Today our second group of athletes got in to Indianapolis and the goals generally include acclimating them to the environment and whats coming.  We want to get blood flow and mobility so we use the pool first.  Aquatic exercise is one of our normal recovery modalities in training so they are used to it.  We selected a hotel that has a great small pool to use with a good warm temperature.  Great to get that blood flowing, get hip mobility and release stress.


It releases stress because its familiar.  We do the workout basics, but it also lets them have some fun in the water splashing and having contests of jumping up, holding breath and who can bound across in fewest steps.  The guys have a great time and then folow-up with some stretching or tissue work if needed.

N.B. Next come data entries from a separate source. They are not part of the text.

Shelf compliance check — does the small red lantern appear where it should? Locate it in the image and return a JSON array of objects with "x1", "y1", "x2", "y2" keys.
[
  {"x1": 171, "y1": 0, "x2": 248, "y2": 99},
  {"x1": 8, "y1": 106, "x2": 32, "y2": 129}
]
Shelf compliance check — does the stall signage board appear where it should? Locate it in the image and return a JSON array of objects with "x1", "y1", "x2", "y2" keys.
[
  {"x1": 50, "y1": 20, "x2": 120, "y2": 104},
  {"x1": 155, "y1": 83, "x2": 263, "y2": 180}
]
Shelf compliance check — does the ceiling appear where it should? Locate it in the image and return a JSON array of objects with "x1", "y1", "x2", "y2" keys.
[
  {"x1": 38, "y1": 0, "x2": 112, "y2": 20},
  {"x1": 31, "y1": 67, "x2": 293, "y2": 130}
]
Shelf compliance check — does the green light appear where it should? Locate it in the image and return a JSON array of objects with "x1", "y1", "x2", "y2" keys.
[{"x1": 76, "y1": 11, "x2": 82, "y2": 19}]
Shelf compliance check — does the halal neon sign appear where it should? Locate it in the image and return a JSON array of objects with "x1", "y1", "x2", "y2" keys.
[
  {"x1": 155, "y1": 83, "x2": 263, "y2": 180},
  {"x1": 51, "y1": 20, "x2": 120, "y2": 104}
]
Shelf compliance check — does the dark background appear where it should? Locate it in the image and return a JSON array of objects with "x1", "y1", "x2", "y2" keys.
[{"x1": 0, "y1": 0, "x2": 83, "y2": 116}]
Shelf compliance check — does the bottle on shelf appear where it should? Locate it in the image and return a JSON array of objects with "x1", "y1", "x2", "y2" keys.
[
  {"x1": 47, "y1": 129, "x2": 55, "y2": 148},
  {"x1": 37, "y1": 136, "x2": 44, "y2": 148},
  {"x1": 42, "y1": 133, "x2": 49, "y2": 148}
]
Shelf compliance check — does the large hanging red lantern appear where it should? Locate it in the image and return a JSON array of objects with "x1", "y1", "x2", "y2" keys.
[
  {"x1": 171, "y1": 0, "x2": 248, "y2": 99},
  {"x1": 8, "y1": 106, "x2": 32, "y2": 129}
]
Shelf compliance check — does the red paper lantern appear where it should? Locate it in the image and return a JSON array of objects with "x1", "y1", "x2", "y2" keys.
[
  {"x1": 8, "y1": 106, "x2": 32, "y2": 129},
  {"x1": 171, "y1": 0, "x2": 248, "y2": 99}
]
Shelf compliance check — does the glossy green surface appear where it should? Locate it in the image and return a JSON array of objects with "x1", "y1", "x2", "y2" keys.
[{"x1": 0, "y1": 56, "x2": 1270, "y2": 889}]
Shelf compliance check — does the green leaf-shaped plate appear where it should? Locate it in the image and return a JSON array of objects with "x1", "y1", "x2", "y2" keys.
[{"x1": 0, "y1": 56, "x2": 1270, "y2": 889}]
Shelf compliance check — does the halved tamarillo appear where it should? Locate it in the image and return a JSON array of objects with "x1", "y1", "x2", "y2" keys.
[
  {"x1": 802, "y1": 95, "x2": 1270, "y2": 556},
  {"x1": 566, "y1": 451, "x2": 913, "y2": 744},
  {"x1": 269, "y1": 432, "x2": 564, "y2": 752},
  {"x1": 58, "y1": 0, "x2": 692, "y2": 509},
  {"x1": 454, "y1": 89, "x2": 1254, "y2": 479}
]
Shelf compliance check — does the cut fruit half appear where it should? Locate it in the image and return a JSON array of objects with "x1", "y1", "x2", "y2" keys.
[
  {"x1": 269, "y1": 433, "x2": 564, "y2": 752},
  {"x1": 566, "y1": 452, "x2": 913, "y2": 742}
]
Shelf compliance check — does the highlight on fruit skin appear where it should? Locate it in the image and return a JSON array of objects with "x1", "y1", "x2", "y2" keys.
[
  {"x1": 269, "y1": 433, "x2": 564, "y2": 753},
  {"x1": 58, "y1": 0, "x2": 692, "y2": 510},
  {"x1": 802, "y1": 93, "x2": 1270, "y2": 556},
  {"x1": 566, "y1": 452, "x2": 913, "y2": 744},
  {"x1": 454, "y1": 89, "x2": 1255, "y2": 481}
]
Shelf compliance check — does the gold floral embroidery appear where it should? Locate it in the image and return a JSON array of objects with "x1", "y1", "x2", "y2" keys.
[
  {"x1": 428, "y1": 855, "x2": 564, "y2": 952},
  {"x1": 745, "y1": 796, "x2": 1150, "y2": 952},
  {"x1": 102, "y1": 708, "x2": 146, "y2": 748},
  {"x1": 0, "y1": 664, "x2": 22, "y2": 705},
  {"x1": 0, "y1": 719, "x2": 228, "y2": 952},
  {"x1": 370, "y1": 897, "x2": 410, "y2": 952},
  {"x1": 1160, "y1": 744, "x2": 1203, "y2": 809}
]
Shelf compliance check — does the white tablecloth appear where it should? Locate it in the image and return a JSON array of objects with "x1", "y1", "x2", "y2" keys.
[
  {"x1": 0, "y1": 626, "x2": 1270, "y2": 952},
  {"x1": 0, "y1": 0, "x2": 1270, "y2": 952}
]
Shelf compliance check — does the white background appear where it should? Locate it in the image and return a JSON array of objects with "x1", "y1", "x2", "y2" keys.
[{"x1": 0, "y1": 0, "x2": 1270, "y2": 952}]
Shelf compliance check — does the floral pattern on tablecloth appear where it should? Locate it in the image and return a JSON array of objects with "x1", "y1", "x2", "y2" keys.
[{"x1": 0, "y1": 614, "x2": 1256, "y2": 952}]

The guys on their second day here (combine day 1 of 4 for them) change the routine a bit. We still need to help their system continue to recover from the training and keep the nervous system tuned.  Some have been sitting around a hospital all day getting medical or lots of time in an MRI.  Mobility, blood flow and nervous system tuning are key.  The biggest thing we are doing with the movements (40 starts, 5-10-5, 3 cone) is reinforcing the process and feel of what they have already learned.


Even with that said, the biggest benefit is often keeping something familiar in this circus environment.  The same coaches, warm-ups, and exercises.  Training is a comfort for most athletes.  It's also a chance to ask questions, share stories with other players and visualize whats coming tomorrow.  Go through your set-up routines, cue words, answer questions, etc... 

You have to make sure your players know what to do so they don't end up stressed.  Coaching athletes in competition has really taught me this.  Know every detail you can and have back-up plans.  Take care of little things like "do you know what time you start tomrrow".  Have them stock up on their MuscleMilk bars and rtds so they are fueled during the day. 


Others times like today it can be running interferences with the hoards of autograph hunters if it stresses your guy.



Bottom line, MANAGE THE STRESS and BUILD THE CONFIDENCE.  If you don't, the rest of the work may go to waste.